What’s In A Name: Eugenius Harvey Outerbridge

By Gregory Quinn, Special to the Port Authority

PART III:  The Difference Makers

Quick: Why is the Outerbridge Crossing named the Outerbridge Crossing? Surely it’s because it’s our most remote bridge, right? Located near Tottenville, on the southern tip of Staten Island, the Outerbridge Crossing isn’t only the southernmost bridge in the city, it’s the southernmost in all of New York state. But…wait. Why the two names; why didn’t the Port Authority of New York and New Jersey, which owns it, just call it the Outer Bridge?  We don’t call that famous midtown landmark the Empire State Building Tower, after all.

In truth, the bridge is named after the same thing almost every bridge is named after: a famous person. It’s just that in this instance the famous person has a weirdly appropriate surname—Outerbridge, as in American businessman Eugenius Harvey Outerbridge.  Mr. Outerbridge’s name is an example of aptronym, an uncommon neologism in which a person’s name is representative of its owner. Renowned tennis player Margaret Court and BBC weatherperson Sara Blizzard are two such examples.

(Quick tangent, number one: The craziest example of aptronym in American history? Undoubtedly, it’s Confederate brigadier general, States Rights Gist. That’s his name. His actual, given-at-birth, totally insane name. Look him up if you don’t believe me.)

The Port Authority just didn’t give Outerbridge the bridge because his name was so apt, however. In addition to being a prominent business executive in the early 20th century, Outerbridge was the very first Chairman of the Port Authority, and an essential figure in the earliest, most vulnerable days of the agency.
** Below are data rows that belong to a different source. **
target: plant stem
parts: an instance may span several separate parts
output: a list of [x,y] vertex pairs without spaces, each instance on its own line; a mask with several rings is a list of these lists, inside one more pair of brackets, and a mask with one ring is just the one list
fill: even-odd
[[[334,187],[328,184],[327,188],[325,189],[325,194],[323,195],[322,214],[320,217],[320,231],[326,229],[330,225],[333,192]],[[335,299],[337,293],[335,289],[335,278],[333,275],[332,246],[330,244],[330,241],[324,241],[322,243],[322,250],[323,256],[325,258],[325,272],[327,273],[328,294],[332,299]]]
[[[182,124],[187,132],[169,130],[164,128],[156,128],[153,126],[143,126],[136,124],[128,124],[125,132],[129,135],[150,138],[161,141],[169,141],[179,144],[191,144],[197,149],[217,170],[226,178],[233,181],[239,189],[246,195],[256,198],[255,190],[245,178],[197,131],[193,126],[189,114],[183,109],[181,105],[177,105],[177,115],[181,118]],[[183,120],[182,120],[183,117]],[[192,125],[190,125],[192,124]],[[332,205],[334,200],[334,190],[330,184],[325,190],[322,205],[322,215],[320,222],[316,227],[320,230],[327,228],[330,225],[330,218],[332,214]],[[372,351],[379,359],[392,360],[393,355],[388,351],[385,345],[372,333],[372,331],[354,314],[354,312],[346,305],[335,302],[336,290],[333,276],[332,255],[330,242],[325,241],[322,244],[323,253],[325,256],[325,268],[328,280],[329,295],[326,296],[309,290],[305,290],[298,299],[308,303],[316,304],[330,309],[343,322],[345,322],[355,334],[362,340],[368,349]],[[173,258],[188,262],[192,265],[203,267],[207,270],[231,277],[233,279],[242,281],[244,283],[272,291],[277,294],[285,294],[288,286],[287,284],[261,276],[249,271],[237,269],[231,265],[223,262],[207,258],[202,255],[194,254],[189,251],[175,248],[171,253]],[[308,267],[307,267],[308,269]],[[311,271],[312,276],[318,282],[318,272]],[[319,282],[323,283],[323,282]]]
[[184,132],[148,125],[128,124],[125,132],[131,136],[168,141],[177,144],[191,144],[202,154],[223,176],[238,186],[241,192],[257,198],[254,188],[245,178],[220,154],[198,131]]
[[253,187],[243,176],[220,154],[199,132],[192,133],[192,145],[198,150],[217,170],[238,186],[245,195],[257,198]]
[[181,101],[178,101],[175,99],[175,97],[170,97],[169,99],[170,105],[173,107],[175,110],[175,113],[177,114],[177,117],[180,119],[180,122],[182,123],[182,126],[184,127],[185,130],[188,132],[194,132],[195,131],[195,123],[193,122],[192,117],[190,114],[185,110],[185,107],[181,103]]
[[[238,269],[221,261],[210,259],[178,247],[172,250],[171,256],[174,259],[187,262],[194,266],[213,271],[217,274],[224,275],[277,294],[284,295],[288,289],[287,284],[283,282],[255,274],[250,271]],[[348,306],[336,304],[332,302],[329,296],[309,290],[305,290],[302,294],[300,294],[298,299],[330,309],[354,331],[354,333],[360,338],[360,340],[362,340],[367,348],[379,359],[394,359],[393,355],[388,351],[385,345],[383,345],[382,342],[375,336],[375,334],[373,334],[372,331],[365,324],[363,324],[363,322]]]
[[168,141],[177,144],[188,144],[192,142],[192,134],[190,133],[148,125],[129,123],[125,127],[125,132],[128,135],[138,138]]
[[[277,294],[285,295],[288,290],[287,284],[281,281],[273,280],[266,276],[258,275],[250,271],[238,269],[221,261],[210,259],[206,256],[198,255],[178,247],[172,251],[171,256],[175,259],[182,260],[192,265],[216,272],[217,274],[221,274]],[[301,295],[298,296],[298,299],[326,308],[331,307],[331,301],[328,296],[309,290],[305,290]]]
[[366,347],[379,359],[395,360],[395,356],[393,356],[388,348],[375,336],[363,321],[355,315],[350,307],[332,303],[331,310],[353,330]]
When, in 1928, the Port Authority needed a namesake for its new cantilever bridge, the decision to honor its inaugural leader was an easy one. (The word “crossing” was added to avoid the awkwardness of calling it the Outerbridge Bridge.)

Born in Philadelphia in 1860, Eugenius Outerbridge, was quite the industrialist before he joined the ranks of civil service with the Port Authority. He established the Agasote Millboard Company in 1909, producing roof panels for railroad cars and automobiles. In 1916, the company introduced Homasote, a versatile fiberboard product that pretty much sustains the entire model train industry. Homasote would become the company’s signature product; it is still manufactured today by the Homasote Company in West Trenton, New Jersey.

(Quick tangent, number two: Eugenius wasn’t the only pioneer in his family. His sister, Mary Ewing, is considered the progenitor of modern tennis. She discovered the sport during a trip to Bermuda in 1874, and upon returning to the States, quickly established the country’s first tennis court on the grounds of the Staten Island Cricket and Baseball Club, and there played the first tennis game in American history against her sister, Laura.)

Sadly, Eugenius did not live long to admire the bridge named in his honor. In 1932, four years after the Outerbridge Crossing opened, he died in his home in Manhattan. The thousands who cross his bridge every day pay homage to his legacy, even if they don’t realize Outerbridge was a person at all.